En Sonora, representantes del comercio organizado señalaron la necesidad de una transición gradual ante la reforma al artículo 123 constitucional, mientras especialistas y organizaciones laborales han sostenido que la medida responde a una deuda histórica en materia de derechos laborales y calidad de vida.

El presidente de Fecanaco Sonora y Canacope Hermosillo, Martín Zalazar Zazueta, asegura reconocer el carácter social de la reforma, aunque advirtió que podría implicar incrementos de hasta 25 por ciento en costos laborales para las empresas, derivados del ajuste en salarios integrados y cuotas patronales.

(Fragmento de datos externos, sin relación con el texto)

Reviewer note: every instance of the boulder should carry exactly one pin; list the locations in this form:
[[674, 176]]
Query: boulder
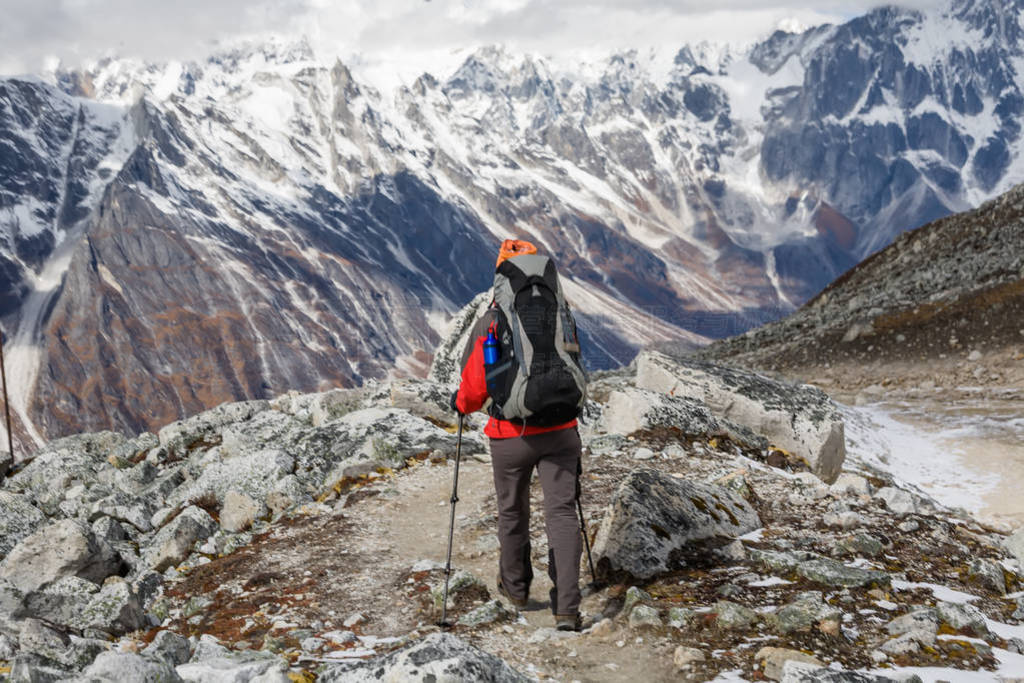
[[654, 519], [66, 548], [803, 613], [1015, 544], [112, 666], [18, 518], [630, 411], [202, 431], [239, 511], [254, 474], [801, 420], [772, 660], [172, 544], [439, 656], [115, 609]]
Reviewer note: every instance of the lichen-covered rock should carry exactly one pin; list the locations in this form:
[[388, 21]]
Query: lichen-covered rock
[[170, 647], [448, 356], [253, 474], [803, 613], [630, 411], [66, 548], [239, 511], [127, 667], [202, 431], [772, 660], [800, 419], [439, 656], [733, 616], [18, 518], [115, 609], [898, 501], [654, 518], [489, 612], [62, 464], [988, 574], [645, 616], [830, 572], [172, 544]]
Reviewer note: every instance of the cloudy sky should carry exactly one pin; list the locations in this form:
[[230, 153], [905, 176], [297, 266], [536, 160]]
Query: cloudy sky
[[36, 32]]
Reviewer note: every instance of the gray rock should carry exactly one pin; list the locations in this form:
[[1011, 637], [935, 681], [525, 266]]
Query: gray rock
[[681, 617], [800, 419], [62, 464], [66, 548], [963, 616], [202, 431], [684, 657], [629, 411], [924, 621], [489, 612], [987, 574], [635, 595], [799, 672], [439, 656], [130, 668], [1015, 544], [653, 518], [18, 518], [239, 511], [864, 545], [898, 501], [803, 613], [169, 647], [173, 543], [253, 474], [62, 601], [733, 616], [772, 660], [642, 616], [116, 609], [256, 667], [830, 572]]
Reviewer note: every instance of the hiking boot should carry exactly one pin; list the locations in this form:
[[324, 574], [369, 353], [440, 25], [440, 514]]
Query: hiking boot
[[568, 623], [518, 603]]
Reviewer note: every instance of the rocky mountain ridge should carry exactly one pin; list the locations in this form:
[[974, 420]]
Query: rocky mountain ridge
[[948, 295], [299, 538], [176, 236]]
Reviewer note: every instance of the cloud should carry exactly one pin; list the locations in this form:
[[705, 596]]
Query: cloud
[[80, 31]]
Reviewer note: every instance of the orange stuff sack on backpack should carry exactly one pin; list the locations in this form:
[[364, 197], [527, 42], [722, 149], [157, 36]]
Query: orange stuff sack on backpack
[[512, 248]]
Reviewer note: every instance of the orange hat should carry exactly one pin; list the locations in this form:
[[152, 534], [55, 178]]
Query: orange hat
[[512, 248]]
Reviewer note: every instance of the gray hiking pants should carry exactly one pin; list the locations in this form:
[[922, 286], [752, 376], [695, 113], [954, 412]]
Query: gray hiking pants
[[556, 457]]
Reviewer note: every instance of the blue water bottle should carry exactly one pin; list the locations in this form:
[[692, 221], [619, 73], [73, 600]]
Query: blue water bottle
[[492, 351]]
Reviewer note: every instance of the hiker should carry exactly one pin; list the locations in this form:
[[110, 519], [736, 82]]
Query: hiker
[[532, 420]]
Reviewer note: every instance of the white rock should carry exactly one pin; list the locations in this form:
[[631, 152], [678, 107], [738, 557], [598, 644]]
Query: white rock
[[802, 420], [898, 501]]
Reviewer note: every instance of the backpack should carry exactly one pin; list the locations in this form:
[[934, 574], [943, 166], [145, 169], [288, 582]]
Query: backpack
[[538, 378]]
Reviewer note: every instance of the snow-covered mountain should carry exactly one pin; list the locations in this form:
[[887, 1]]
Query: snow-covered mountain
[[175, 236]]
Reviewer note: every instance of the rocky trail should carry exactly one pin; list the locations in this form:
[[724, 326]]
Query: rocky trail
[[303, 539]]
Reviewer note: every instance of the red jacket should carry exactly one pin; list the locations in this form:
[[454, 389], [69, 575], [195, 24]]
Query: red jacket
[[473, 393]]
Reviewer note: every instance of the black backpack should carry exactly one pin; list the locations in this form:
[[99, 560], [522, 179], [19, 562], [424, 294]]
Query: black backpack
[[538, 378]]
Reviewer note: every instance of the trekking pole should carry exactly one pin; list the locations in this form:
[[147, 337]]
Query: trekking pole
[[583, 525], [455, 499], [6, 401]]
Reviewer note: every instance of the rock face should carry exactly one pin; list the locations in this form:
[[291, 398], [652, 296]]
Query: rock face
[[64, 548], [801, 420], [439, 656], [853, 164], [654, 518]]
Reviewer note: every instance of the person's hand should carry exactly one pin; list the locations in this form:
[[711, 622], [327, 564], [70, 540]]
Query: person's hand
[[452, 401]]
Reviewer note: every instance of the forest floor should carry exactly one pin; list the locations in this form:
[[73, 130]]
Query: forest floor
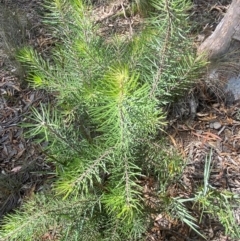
[[216, 126]]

Desde la perspectiva laboral, la reducción de la jornada busca equilibrar el tiempo de trabajo con el derecho al descanso, la vida familiar y la salud física y mental de las personas empleadas, principios vinculados a estándares internacionales promovidos por organismos como la Organización Internacional del Trabajo.

El sector empresarial planteó que pequeñas y medianas empresas enfrentarán mayores retos de adaptación debido a su limitada capacidad financiera, por lo que solicitó acompañamiento gubernamental y reglas claras durante el proceso de transición previsto hacia 2030.

Mientras tanto, hay un debate público que se centra en cómo implementar la reforma sin afectar el empleo formal, pero también garantizando que la productividad no recaiga únicamente en una mayor carga laboral o presión sobre los trabajadores.

esta discusión ocurre en un contexto nacional donde diversos sectores consideran que la reducción de horas laborales podría contribuir a mejorar el bienestar, disminuir el agotamiento laboral y acercar a México a estándares internacionales en materia de derechos laborales.